Poon recently outlined one of her new research efforts at a conference organized by Stanford’s SystemX Alliance for academic and industrial cooperation. It involves a tiny neuromodulator chip installed on the nerves that regulate the heart and brain. The chip is powered and directed by a disposable skin patch. This electroceutical system would be intended to lower blood pressure or adjust heart rate, and allow the patient to apply a new power and control patch as needed.

“Imagine instead of a bottle of pills, it becomes a box of patches,” she says.

Poon envisions that companies will eventually turn such research into products for all sorts of uses from controlling blood pressure to relieving pain, but she wants to stick to research and leave the commercialization to others. “I’m more interested in the science part,” Poon says. “I would like to expand myself into more than a technician to the medical doctors. I myself want to participate in exploring parts of the pathways, understanding the human body.”

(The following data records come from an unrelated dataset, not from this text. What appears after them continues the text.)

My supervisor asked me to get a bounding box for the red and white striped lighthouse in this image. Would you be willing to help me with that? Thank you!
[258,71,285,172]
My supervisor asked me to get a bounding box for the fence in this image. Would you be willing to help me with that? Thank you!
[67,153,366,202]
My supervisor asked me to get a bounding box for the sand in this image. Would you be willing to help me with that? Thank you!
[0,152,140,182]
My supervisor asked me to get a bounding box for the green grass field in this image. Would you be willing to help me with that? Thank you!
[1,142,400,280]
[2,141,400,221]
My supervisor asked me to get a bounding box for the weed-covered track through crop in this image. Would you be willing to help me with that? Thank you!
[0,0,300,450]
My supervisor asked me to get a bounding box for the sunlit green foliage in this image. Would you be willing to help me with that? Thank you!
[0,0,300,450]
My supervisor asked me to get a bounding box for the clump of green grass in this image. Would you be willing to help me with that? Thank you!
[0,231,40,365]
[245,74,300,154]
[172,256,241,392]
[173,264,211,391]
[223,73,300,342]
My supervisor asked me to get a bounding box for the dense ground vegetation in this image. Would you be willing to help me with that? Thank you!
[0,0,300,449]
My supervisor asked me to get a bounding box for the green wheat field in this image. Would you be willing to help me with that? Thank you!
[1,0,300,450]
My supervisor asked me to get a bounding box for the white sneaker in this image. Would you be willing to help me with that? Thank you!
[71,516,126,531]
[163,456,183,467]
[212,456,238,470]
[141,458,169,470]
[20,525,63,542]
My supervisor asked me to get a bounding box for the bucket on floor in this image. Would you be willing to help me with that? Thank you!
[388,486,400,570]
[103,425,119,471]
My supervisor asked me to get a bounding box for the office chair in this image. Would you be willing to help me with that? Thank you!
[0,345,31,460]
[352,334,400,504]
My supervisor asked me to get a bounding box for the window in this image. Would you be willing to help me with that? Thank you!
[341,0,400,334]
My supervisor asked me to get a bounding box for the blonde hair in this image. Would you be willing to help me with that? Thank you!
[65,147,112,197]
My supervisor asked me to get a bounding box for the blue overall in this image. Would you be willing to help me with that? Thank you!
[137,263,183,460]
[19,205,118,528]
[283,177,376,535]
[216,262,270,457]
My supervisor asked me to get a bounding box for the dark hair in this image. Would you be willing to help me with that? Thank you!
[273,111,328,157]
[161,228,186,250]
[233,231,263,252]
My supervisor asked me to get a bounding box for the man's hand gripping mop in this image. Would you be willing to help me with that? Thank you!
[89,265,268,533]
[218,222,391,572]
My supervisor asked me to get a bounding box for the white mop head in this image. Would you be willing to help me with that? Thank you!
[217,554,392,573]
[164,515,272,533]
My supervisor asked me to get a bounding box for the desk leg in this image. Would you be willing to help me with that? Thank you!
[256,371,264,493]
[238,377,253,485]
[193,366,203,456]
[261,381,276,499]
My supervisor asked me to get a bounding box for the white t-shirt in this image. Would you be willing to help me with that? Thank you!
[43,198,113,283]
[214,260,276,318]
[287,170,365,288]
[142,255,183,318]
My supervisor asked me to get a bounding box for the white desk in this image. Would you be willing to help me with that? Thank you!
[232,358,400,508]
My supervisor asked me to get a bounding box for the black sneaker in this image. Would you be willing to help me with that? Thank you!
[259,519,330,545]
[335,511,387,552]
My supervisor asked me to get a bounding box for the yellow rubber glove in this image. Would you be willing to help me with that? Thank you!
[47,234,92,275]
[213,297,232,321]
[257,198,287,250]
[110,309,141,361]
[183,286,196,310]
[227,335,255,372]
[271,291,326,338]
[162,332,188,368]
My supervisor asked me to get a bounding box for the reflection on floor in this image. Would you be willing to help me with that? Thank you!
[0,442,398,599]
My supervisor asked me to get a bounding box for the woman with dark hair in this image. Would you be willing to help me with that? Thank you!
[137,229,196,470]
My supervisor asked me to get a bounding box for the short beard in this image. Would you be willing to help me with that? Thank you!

Indeed, her next big goal is to help map the nervous system the way electrical engineers might diagram a circuit.

Better understanding the intricacies of the body’s electrochemical control network would allow engineers to develop therapies to treat the most complex diseases and guide their efforts to implant electroceuticals at optimal locations in the body.

Poon also has found other ways to have an impact, such as serving as a role model for girls interested in science and engineering.

Last summer, through a program called Girlz Gone Wireless, she taught 22 high schoolers how to make their own cellphone chargers and wireless speakers. “I hope they’ll experience fewer hurdles with studying electrical engineering or any other engineering field,” Poon says.